The New York Times, in an article on Tuesday, quoted Ravi Coltrane, one of Coltrane’s sons, who also plays the saxophone and lives in Brooklyn, saying:

“These funds are very vital and very much needed for any repairs and restorations. We certainly hope within the next few years to completely stabilize the home and foundation.

“We are all on board with the mission of opening the house to the public and having it there in the community as something symbolic of what John Coltrane was able to do there, which is to be a beacon for the highest possibilities of creative achievement.”

Coltrane is said to have lived in the house, where he composed the album, Giant Steps, between 1952 and 1958, but often visited there until his death in 1967.

Legal battle for the Coltrane House

The announcement of the new grant also included news that the African American Cultural Action Fund will transfer ownership of the Philadelphia Coltrane house to the Friends of the John and Alice Coltrane Home, a nonprofit that manages the home that Coltrane and his wife Alice owned together in Dix Hills, N.Y., on Long Island, a news release stated.
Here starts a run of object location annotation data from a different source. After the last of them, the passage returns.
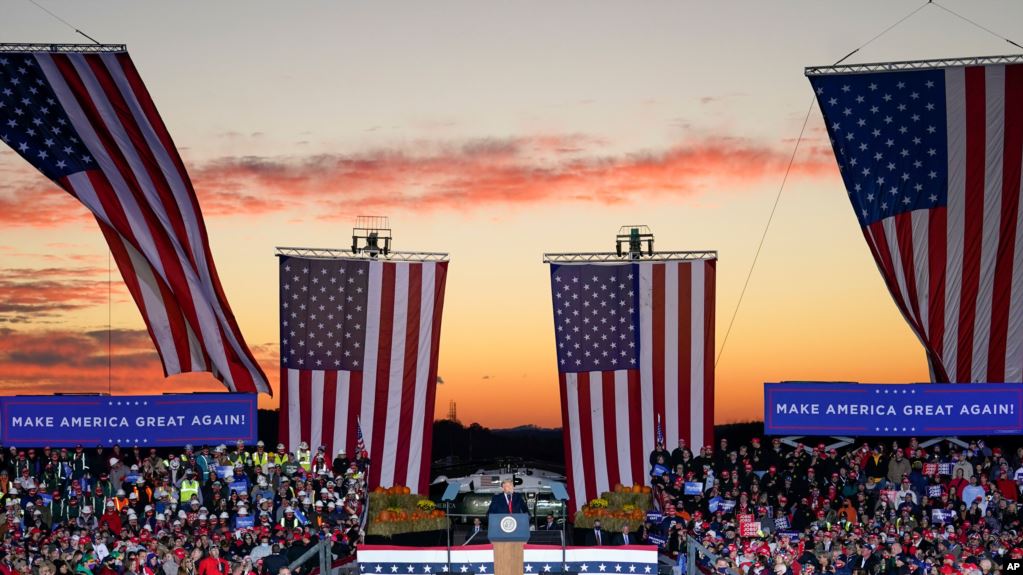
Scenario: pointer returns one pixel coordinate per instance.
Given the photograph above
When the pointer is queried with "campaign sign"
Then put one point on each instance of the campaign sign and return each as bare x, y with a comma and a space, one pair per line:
693, 488
883, 409
243, 522
64, 421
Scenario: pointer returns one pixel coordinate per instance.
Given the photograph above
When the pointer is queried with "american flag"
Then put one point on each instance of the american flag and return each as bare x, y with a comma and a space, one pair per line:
621, 560
360, 442
359, 343
931, 161
635, 346
86, 121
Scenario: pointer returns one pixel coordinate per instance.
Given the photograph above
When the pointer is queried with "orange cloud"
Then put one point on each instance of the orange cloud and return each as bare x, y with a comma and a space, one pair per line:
438, 176
34, 295
484, 173
65, 360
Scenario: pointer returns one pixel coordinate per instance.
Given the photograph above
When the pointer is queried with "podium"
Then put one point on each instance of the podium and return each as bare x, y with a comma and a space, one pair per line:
508, 532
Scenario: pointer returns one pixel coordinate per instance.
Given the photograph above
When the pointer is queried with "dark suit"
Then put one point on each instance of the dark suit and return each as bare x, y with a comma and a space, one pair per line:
499, 504
597, 538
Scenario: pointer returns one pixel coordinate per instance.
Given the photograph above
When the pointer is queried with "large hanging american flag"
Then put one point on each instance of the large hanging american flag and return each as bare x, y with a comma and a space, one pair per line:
86, 121
931, 161
635, 346
358, 350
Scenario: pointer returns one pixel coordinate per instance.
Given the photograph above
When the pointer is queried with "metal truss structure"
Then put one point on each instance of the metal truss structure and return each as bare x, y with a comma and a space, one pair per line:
910, 64
73, 48
329, 254
612, 257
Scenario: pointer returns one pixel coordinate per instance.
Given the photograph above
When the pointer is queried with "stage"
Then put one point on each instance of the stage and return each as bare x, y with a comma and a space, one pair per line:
480, 560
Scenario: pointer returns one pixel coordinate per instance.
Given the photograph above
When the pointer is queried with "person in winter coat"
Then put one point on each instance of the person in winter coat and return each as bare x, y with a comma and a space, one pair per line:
213, 564
897, 468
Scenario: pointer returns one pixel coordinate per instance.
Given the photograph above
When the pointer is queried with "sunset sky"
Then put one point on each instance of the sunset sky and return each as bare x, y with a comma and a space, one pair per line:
495, 131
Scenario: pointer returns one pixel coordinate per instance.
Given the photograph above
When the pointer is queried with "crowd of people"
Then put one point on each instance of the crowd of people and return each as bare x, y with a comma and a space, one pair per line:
212, 511
872, 509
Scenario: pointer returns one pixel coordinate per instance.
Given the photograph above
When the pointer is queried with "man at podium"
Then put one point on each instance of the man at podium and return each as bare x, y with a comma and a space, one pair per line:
507, 501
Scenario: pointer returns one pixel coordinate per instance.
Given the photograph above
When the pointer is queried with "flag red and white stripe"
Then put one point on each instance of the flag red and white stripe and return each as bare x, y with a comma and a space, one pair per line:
954, 270
134, 182
393, 390
609, 416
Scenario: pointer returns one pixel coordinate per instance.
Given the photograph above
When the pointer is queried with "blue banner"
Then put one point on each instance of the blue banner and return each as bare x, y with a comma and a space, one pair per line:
64, 421
882, 409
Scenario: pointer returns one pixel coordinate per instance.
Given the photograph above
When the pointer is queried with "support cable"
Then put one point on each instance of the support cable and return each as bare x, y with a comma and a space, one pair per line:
788, 170
985, 29
60, 19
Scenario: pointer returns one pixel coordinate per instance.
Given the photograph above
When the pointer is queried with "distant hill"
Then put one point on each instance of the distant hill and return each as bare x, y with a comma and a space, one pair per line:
457, 445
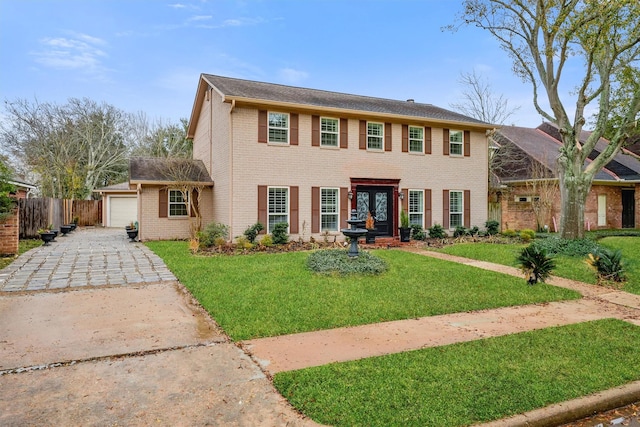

In April 2022, Ravi Coltrane and his brother, Oran Coltrane, filed a lawsuit in Philadelphia Common Pleas Court against Aminta Weldon and Hathor Gadson, challenging the ownership of the Philadelphia house.

» READ MORE: John Coltrane’s sons file suit to claim ownership of Philly’s Coltrane House

Current records list the two sisters, the daughters of the late real estate investor Norman Gadson and his wife, Lenora S. Early, as owners of the property.

However, the lawsuit contended that the Coltrane brothers are the rightful owners of the property.

After John Coltrane bought the house in 1952, he put it in the name of his mother, Alice Gertrude Coltrane — not to be confused with Coltrane’s second wife, Alice Lucille Coltrane, whom he married in 1966.

John Coltrane bought the house as a home for himself, his mother and his cousin, Mary L. Alexander, also known as “Cousin Mary,” from the Coltrane composition.

The lawsuit said that Coltrane’s mother had a valid will that stipulated that “Cousin Mary” could live in the house on 33rd Street for the remainder of her life and that the house would then belong to Coltrane’s three sons. One son died at a young age, leaving just two sons living now, Ravi and Oran.

The lawsuit said that in 2004, Norman Gadson, a real estate investor, bought the house from Alexander. After Gadson died in 2007, his wife, Lenora Early, took over efforts to bring attention to the need to restore the house. But Early also died, leaving Aminta Gadson Weldon as administrator of the estates of Norman Gadson and Early.

In May 2023, a tentative settlement was reached to restore ownership to the Coltrane brothers, upon condition of a financial settlement to be paid by a third party.

In the announcement this week, the action fund said it would help resolve the lawsuit and transfer ownership to the nonprofit Friends of the John and Alice Coltrane Home, which his sons manage.

Faye Anderson, a public historian who has advocated for the preservation of the Coltrane House and nominated it to the Preservation Pennsylvania “At Risk” list in 2020, said the grant was “wonderful news” and she is glad there is renewed attention to the deteriorating property.

In an interview Thursday, Anderson said the news of the funding is positive. But she said it will take millions to not only renovate the Coltrane House, but to also make it into a museum.

“Four years later, the National Historic Landmark is the first site selected for the African American Cultural Heritage Action Fund’s families and descendant communities initiative. It will take millions of dollars before the property is open to the public but my work is done,” she said in a statement. “Mission accomplished.”